Göbel Divin Marquis Loudspeaker…

Gaining on the swings AND the roundabouts

By Roy Gregory

The audio world is full of speaker ranges in which the smallest model is also the best. Not just the best value you understand, but musically the best in absolute terms. It’s an observation that generally applies to mainstream product ranges and as often as not reflects the fact that the cheapest model in the line is also the only two-way! Leaving aside the exponentially more difficult task of designing three-ways (with their greater complexity in terms of crossover and larger cabinet panels) it also suggests the sheer pressure imposed by value engineering and the purity of focus it brings to the design process. All of which suggests that this is a rule that won’t apply further up the price range, where speakers enter genuine high-end territory (and where different rules and different cost equations apply).

So what are we to make of the Göbel Divin Marquis, a speaker that is neither small nor (at €89,000 a pair) cheap, yet still represents the most affordable model in the Divin line – and still manages, through sheer joie de vivre, to match in many ways, the musical performance of the bigger models in the range? In this instance it’s not a case of the increased budget or expertise failing to match the demands and ambitions of the larger designs. Indeed, both the Divin Noblesse and the even bigger Divin Majestic are extremely impressive. This is something entirely different. This is a speaker that, relative to its larger and more genuinely more accomplished brethren, manages to turn its weaknesses into strengths. The result is a performance that makes up in listenability and musical communication what it lacks in scale and bandwidth. That’s a very, very neat trick if you can do it – and just how it’s been done is worthy of examination.

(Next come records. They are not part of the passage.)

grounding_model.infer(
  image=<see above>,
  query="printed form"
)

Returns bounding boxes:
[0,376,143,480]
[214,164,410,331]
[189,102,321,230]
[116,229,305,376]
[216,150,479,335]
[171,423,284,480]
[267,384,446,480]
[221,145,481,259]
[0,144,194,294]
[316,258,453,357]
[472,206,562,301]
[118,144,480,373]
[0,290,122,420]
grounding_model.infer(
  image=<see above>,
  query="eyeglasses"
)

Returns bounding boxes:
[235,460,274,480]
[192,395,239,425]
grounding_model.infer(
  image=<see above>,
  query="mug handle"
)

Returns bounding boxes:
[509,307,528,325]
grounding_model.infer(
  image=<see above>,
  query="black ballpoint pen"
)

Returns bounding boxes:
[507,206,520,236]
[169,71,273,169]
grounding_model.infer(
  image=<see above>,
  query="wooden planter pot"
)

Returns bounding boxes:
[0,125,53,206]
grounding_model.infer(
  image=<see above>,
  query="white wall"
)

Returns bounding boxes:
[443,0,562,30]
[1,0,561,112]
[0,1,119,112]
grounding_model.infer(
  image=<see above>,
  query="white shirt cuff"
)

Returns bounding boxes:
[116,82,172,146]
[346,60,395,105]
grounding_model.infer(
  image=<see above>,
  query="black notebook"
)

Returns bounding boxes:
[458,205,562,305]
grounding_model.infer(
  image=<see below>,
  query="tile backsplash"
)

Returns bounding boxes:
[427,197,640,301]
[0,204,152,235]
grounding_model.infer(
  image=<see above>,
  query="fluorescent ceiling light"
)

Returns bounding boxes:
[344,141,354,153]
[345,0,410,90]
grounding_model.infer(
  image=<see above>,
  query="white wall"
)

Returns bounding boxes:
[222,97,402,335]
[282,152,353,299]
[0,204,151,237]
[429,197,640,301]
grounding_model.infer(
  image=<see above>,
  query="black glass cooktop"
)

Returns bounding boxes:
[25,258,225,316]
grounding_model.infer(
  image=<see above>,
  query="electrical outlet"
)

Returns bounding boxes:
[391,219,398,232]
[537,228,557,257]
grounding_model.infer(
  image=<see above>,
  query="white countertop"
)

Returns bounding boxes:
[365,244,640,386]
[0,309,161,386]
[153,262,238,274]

Physically, the Divin Marquis is a big, bluff and angular box – albeit one that is immaculately constructed and finished. The review pair arrived resplendent in lustrous white piano lacquer with contrasting antique gold trim rings on the drivers and tweeter horn. Combined with the elegantly sculpted facets around and the sculpted profile of the front baffle, it could all be a bit bling, but somehow it pulls it off – a bit like a PA cabinet that’s been to finishing school, an experience that’s accentuated its natural charm. If the front baffle is obviously and heavily worked, the rest of the enclosure is prosaically rectangular. It’s substantial 150kg mass is supported on the same large, stainless steel feet as the Divin Noblesse, with the same huge, finely-threaded posts for angular adjustment. You also get the same Delrin ‘shoes’ to fit the feet, which makes moving the significant mass of the Marquis considerably easier.

The separate Installation Notes < https://gy8.eu/blog/installation-notes-gobel-divin-marquis/ > cover the finer points of handling and optimisation, but the supplied Delrin sliders and precisely adjustable feet make for simple (if exacting) set up. In the Music Room, the Marquis stood slightly further forward than the Noblesse, pointed directly at the listener’s ears and tilted 0.4 of a degree forwards to bring the tweeter axis to precisely ear height. Other than that it was simply a case of setting the cabinet height to optimise bass. I also ran the Marquis in the smaller Studio space, not least because Oliver Göbel suggested that despite its substantial dimensions it was still capable of maintaining control and quality in surprisingly small rooms. It proved to be a fascinating and worthwhile experiment.

Sweating the details…

Changing amps required (as always!) a shift in the position of the speakers. In this instance that was even more critical than usual, such was the clarity and transparency at low-frequencies, but it was also easier, the large flat feet being perfectly ‘nudgable’ on my wooden floor, as well as easily adjusted in the vertical plane. It was brutally obvious when you got it right – and frankly ruinous if you didn’t (it still amazes me how many reviewers, dealers and audiophiles are perfectly happy to ‘compare’ different amps – often radically different amps – without undertaking this crucially important step).